2 Rev. And dear sir: I have taken the liberty to send you a few anti-slavery publications, the perusal of which, by you, I shall esteem a noble recompense. Let me invite your attention particularly to the Lectures of the Rev. Mr. Phelps, which cover the whole ground of controversy, and which I deem unanswerable.

Guilty as it is, there is yet hope for this nation. There are more than seven thousand men who have not bowed the knee to Baal. The slumber of half a century has been broken up, and henceforth there is to be no repose until the monster slavery be slain. The deaf begin to hear, and the blind to see. The weak are made valiant, and the timid strengthened through faith in the promises of Him who is pledged to ‘maintain the cause of the afflicted and the right of the poor.’ The noise of the conflict is already like the voice of many waters. Truth is going on from conquering to conquer. The mystery of iniquity, alias the American Colonization Society, is now stripped of its disguise, and seen in its naked deformity. There is hope for the nation.

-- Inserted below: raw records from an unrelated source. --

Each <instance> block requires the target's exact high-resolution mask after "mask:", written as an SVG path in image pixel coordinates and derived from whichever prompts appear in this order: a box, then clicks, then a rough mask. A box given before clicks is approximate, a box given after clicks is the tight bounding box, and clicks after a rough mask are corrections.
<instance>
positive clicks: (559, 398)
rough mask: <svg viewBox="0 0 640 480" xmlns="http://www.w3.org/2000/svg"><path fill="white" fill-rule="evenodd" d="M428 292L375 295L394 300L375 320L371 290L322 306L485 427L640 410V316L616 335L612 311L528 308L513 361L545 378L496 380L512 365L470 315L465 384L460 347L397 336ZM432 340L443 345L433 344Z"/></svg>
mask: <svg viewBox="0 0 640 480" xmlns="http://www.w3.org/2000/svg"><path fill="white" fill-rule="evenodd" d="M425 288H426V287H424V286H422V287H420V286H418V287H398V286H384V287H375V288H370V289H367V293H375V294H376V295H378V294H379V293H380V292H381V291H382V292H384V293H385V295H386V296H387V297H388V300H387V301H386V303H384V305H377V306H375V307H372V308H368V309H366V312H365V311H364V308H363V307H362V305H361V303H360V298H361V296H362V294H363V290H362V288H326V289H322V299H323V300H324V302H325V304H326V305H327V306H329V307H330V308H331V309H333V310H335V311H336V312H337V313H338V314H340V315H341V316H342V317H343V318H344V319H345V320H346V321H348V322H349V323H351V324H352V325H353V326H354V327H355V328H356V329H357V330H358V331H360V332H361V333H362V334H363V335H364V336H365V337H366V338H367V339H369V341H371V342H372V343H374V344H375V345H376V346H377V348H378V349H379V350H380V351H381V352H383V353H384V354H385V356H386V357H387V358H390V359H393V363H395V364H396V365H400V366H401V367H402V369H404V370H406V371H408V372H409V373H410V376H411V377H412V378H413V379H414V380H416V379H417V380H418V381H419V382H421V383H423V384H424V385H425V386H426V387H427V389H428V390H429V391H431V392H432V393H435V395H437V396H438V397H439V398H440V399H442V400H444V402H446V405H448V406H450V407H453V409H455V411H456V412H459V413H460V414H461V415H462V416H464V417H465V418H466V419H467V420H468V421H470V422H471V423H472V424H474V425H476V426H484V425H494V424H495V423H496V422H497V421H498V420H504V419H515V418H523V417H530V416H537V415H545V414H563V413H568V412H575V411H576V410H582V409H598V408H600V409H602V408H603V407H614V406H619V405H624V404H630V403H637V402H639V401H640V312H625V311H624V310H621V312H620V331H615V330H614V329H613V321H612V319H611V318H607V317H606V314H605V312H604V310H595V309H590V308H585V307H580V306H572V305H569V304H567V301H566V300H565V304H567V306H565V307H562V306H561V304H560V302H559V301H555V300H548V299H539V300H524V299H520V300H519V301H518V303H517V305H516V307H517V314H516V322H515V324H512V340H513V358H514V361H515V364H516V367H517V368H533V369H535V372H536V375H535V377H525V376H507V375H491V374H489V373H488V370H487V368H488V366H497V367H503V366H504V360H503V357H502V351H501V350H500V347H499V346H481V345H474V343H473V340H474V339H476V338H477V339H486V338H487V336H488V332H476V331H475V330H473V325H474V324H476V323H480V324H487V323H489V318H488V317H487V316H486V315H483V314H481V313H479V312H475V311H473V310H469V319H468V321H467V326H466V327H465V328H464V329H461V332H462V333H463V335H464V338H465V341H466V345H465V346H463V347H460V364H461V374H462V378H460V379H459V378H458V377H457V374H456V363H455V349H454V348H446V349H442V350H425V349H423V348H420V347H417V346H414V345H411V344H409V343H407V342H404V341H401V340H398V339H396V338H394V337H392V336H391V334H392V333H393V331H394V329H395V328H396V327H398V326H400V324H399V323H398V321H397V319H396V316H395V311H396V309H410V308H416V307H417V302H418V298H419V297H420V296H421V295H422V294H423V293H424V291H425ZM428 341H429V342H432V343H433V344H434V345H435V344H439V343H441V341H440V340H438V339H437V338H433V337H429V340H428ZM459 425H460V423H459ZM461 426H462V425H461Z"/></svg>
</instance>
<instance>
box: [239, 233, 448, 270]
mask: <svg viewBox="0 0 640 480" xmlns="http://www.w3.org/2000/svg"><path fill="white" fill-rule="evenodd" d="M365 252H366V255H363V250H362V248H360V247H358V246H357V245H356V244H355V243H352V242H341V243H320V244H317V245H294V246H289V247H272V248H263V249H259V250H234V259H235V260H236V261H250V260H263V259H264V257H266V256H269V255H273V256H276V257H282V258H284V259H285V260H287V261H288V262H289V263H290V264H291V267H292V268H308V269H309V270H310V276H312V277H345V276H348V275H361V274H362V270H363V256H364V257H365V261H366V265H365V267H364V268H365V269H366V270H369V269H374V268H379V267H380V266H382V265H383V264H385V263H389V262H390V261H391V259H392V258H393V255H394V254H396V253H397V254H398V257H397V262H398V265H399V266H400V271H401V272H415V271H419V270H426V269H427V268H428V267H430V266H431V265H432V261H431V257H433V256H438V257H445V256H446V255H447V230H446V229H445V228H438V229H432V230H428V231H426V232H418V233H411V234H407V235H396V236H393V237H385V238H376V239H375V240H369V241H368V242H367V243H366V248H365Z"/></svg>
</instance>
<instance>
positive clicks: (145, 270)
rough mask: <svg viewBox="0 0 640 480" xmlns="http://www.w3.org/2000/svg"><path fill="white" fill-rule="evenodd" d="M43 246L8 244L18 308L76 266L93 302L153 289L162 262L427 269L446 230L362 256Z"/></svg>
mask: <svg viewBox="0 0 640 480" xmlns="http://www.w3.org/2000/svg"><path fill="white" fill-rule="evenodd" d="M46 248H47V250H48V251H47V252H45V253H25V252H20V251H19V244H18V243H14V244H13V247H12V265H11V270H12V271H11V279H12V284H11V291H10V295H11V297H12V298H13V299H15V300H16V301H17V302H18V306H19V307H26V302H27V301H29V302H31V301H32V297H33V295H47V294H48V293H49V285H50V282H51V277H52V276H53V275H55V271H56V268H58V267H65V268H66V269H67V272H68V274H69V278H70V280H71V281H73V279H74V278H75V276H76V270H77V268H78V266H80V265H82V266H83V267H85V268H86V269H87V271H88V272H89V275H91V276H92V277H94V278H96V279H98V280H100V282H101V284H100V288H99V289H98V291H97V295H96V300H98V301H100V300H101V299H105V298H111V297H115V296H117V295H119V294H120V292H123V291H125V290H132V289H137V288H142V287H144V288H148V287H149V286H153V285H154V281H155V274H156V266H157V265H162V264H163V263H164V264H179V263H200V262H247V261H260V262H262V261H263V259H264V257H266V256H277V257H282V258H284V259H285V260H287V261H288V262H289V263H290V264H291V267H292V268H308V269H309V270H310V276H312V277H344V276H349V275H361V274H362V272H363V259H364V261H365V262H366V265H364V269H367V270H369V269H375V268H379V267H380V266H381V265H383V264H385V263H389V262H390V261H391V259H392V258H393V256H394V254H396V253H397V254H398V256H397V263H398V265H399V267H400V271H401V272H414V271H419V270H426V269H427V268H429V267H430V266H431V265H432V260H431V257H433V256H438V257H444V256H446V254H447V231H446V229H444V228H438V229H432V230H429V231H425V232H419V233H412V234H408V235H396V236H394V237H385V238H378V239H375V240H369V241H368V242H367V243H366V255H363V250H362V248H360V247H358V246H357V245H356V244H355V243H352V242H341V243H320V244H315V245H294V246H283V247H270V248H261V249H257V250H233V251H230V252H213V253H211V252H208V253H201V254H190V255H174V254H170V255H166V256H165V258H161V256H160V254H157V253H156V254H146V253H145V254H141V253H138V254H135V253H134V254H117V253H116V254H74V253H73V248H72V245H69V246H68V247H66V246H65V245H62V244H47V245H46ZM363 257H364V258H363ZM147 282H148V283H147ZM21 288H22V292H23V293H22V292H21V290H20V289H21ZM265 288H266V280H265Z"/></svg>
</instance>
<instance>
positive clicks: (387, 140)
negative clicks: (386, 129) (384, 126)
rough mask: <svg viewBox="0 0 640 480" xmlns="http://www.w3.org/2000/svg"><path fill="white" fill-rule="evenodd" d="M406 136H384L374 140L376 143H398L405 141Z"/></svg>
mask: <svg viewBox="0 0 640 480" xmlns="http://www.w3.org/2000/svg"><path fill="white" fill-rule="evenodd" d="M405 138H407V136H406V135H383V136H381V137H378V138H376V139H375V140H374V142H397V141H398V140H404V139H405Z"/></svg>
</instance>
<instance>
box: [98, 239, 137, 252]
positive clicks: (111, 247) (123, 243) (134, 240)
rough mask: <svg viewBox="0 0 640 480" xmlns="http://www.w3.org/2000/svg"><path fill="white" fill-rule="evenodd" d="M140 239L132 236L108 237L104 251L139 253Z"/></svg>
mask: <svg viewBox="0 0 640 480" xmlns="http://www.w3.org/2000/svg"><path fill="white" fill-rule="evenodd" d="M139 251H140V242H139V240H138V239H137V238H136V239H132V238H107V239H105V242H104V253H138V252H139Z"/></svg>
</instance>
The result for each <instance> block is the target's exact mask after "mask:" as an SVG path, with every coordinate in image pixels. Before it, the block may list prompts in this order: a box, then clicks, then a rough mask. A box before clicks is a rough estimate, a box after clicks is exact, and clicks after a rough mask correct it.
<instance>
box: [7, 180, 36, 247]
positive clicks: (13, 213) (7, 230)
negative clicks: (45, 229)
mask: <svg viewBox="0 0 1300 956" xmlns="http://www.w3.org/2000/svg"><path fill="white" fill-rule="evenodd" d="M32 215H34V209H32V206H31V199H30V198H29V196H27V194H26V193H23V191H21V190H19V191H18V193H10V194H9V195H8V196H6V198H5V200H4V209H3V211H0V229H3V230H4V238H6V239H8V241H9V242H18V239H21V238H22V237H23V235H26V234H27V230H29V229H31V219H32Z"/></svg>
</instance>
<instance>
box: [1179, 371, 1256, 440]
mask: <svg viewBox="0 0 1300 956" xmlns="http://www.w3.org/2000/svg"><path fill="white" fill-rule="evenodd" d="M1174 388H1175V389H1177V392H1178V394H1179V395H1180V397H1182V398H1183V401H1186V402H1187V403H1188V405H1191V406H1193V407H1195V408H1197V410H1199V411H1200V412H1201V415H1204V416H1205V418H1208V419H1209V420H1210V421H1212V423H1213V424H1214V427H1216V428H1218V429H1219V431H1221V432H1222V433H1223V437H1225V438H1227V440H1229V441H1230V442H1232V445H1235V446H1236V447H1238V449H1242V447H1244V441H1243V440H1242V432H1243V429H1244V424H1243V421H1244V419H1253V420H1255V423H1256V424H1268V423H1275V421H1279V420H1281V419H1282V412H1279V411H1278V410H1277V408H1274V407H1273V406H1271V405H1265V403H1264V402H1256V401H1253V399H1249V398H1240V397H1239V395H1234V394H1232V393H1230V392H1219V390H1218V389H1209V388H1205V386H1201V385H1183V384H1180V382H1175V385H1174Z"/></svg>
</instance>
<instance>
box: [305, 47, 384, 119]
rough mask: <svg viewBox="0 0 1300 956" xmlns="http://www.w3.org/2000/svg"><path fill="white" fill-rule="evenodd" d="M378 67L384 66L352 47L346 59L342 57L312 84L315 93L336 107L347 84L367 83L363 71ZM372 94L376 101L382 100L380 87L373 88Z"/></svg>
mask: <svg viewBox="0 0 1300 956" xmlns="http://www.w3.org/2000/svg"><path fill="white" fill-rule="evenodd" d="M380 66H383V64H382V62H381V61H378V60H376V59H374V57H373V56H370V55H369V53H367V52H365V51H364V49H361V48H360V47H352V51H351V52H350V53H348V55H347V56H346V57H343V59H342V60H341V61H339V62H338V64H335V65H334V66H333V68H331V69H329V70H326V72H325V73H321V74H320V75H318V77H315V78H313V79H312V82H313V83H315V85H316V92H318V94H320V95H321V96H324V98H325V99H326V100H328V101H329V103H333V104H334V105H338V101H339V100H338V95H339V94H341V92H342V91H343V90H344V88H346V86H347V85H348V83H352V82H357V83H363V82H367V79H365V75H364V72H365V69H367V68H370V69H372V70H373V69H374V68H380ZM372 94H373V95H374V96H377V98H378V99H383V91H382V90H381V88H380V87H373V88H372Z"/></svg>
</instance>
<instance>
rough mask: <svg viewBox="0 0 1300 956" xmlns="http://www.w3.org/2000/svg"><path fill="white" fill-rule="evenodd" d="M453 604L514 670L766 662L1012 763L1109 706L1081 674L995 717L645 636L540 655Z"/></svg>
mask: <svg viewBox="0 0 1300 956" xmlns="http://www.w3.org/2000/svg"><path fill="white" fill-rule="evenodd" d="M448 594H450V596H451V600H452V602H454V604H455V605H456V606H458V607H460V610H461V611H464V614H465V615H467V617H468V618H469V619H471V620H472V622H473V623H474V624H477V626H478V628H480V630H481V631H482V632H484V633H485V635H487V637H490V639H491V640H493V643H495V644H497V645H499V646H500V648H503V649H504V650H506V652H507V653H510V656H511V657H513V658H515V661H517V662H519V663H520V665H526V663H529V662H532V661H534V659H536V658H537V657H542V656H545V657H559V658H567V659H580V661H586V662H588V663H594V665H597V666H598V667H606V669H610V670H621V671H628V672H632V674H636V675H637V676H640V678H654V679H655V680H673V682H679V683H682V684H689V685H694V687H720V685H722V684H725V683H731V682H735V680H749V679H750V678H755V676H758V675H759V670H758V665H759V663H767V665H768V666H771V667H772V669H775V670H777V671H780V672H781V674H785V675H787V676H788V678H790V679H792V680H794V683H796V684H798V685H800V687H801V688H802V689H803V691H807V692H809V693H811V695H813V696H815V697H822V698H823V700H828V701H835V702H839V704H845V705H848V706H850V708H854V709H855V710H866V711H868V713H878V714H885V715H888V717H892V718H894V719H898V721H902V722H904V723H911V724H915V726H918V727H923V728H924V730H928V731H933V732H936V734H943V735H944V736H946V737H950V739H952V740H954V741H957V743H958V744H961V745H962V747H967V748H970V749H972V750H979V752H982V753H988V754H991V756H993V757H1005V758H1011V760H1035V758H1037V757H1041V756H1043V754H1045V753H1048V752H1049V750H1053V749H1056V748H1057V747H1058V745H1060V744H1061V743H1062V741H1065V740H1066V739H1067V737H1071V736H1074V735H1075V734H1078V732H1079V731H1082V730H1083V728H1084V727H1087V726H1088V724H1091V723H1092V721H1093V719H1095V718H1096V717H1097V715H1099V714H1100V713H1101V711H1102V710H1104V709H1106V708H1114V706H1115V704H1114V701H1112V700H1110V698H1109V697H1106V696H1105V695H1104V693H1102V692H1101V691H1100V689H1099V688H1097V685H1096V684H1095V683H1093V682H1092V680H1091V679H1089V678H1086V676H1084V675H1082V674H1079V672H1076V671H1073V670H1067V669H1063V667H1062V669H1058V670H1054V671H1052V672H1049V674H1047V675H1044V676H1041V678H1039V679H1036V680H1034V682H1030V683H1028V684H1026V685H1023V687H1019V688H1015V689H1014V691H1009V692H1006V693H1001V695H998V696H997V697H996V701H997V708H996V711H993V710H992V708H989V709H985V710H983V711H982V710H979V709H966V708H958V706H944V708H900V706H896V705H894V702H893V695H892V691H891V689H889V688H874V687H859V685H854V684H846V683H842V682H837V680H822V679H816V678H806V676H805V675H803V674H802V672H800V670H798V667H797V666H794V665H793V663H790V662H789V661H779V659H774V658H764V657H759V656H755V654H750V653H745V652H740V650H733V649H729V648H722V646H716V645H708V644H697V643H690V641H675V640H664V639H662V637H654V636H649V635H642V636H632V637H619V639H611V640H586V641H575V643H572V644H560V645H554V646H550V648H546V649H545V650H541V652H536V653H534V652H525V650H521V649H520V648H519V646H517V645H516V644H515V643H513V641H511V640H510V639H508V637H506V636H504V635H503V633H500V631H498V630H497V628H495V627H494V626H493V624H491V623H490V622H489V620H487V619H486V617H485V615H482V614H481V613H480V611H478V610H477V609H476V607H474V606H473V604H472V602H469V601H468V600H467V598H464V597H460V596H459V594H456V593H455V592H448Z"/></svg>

It is true, not many mighty have as yet been called to this sacred strife. Like every other great reform, it has been commenced by obscure and ignorant men. It is God's mode, commonly, to choose the foolish things of the world to confound the wise; because his foolishness is wiser than men, and his weakness stronger than men. In having entered early into this great cause, I arrogate not to myself any superior wisdom or goodness. Some providential circumstances turned my attention to it; and humble as I was, I feared my God too much, and hated the base plunderers of my species too cordially, and pitied the poor bleeding slaves too sincerely, to shrink even single-handed from a conflict with the enemies of


1 Lib. 4.165, 47.

2 Ms. in possession of Dr. W. F. Channing, Providence, R. I.